Objectives
This study aimed to develop a classification model to detect and distinguish apathy and depression based on text, audio, and video features and to make use of the shapely additive explanations (SHAP) toolkit to increase the model interpretability.
Methods
Subjective scales and objective experiments were conducted on 319 mild cognitive impairment (MCI) patients to measure apathy and depression. The MCI patients were classified into four groups, depression only, apathy only, depressed‐apathetic, and the normal group. Speech, facial and text features were extracted using the open‐source data analysis toolkits. Multiclass classification and SHAP toolkits were used to develop a classification model and explain the contribution of specific features.
Results
The macro‐averaged f1 score and accuracy for overall model were 0.91 and 0.90, respectively. The accuracy for the apathetic, depressed, depressed‐apathetic, and normal groups were 0.98, 0.88, 0.93, and 0.82, respectively.
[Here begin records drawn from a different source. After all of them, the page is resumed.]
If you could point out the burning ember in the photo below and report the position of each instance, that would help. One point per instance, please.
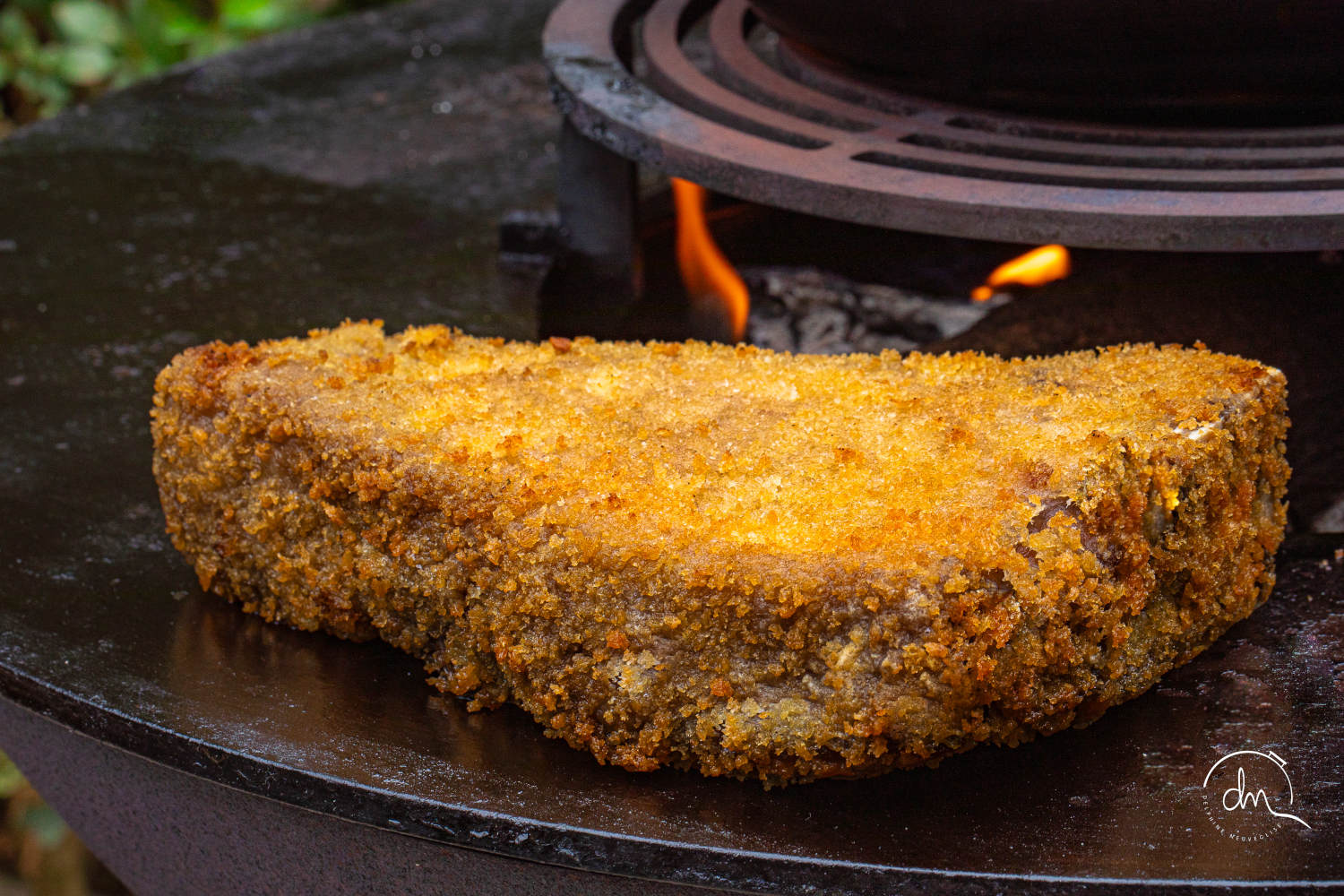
(719, 300)
(1037, 268)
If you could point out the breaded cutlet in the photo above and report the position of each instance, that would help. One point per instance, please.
(728, 559)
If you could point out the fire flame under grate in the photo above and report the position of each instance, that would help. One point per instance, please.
(719, 101)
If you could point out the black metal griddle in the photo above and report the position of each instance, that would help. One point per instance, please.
(199, 750)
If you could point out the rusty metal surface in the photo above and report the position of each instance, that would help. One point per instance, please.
(785, 132)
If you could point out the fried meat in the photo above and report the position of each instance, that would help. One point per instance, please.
(728, 559)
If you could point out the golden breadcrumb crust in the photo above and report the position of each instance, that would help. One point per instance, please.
(744, 562)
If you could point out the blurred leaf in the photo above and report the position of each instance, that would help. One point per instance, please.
(16, 35)
(45, 823)
(86, 64)
(255, 15)
(88, 22)
(214, 42)
(10, 778)
(177, 22)
(46, 88)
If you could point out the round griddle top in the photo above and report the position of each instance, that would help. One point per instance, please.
(116, 257)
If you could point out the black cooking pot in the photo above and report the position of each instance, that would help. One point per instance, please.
(1244, 59)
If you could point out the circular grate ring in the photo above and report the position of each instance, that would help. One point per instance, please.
(725, 104)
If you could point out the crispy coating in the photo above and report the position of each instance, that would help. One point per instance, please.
(749, 563)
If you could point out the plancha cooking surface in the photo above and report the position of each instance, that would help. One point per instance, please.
(105, 629)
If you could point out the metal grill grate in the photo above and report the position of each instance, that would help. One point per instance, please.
(723, 102)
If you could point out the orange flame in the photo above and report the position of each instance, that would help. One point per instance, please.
(717, 292)
(1037, 268)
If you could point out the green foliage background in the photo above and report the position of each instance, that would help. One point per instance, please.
(54, 53)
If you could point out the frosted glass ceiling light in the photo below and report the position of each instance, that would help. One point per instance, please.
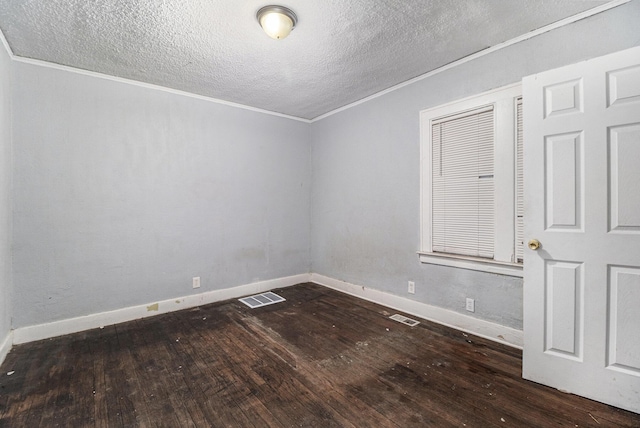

The SHAP toolkit identified speech features (Mel‐frequency cepstral coefficient (MFCC) 4, spectral slopes, F0, F1), facial features (action unit (AU) 14, 26, 28, 45), and text feature (text 6 semantic) associated with apathy. Meanwhile, speech features (spectral slopes, shimmer, F0) and facial expression (AU 2, 6, 7, 10, 14, 26, 45) were associated with depression. Apart from the shared features mentioned above, new speech (MFCC 2, loudness) and facial (AU 9) features were observed in the depressive‐apathetic group.
Conclusions
Apathy and depression shared some verbal and facial features while also exhibited distinct features. A combination of text, audio, and video could be used to improve the early detection and differential diagnosis of apathy and depression in MCI patients.